[ELDA] Overivew: Enterprice-level Data Analytics Solution

Preface

Recently, I have been working on revising a VLDB paper, where our objective is to integrate relational data within an RDBMS to support analytical prediction tasks. From my perspective, regardless of the contributions claimed in the paper, what we fundamentally accomplish is following the database schema and reorganizing the data as a relational graph (as illustrated in the figure below). Subsequently, we apply Graph Neural Networks (GNNs) to aggregate information within the graph structure, thereby augmenting tuple representations for predictive modeling. I first encountered this research direction through RelBench and 4DBInfer.

However, I quickly realized that this approach is challenging to scale in real-world industrial scenarios due to the computational overhead associated with building and maintaining relational graphs.
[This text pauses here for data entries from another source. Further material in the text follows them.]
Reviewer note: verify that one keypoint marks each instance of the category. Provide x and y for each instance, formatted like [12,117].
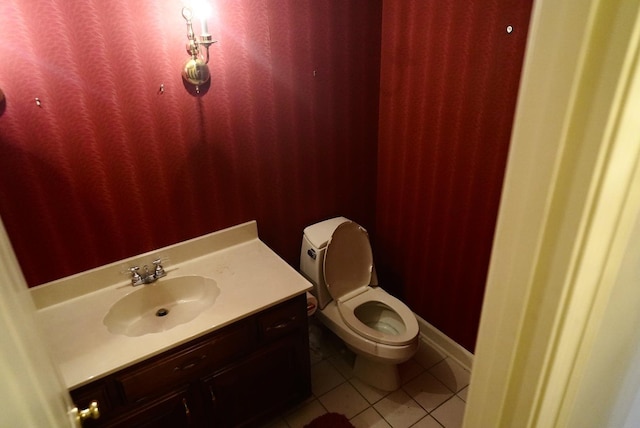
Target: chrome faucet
[147,277]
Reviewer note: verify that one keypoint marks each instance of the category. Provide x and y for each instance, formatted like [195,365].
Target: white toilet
[382,331]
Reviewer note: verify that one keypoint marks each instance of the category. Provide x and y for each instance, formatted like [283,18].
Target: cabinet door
[258,387]
[173,410]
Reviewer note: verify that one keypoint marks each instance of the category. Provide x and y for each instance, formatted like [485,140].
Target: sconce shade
[196,72]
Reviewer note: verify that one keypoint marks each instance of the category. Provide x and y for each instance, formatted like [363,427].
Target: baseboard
[444,344]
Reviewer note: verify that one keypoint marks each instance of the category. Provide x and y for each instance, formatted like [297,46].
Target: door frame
[570,200]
Although the end-to-end analytical solution is attractive as a research topic—eliminating the need for manual data integration and feature engineering—it requires substantial supporting optimizations to become practically viable in production environments.

Setting aside the research aspects (which primarily prove a principle), an important question emerges: what do real-world enterprise-level data analytics solutions actually look like? This is a fundamental question that systems researchers need to understand and master. This post serves as a compilation of my findings and observations on this topic.

Overview

From an architectural abstraction perspective, we can divide the entire analytics pipeline into the following logical components:

Source of Truth: The authoritative data repository
Real-Time Feature Generation: Dynamic feature computation from streaming data
Feature Store & Processing: Centralized feature management and serving
Tabular Model Inference: Production model serving for predictions

Fundamentally, this pipeline still adheres to the traditional data science philosophy: data scientists aggregate tables, manually perform feature engineering to generate a flattened table, and then apply tabular models to this consolidated representation for prediction. However, enterprise-level systems distinguish themselves by ensuring that each step maintains scalability, reliability, and operates autonomously with minimal human intervention.

Let us examine each component in detail, along with the technologies commonly employed at each stage.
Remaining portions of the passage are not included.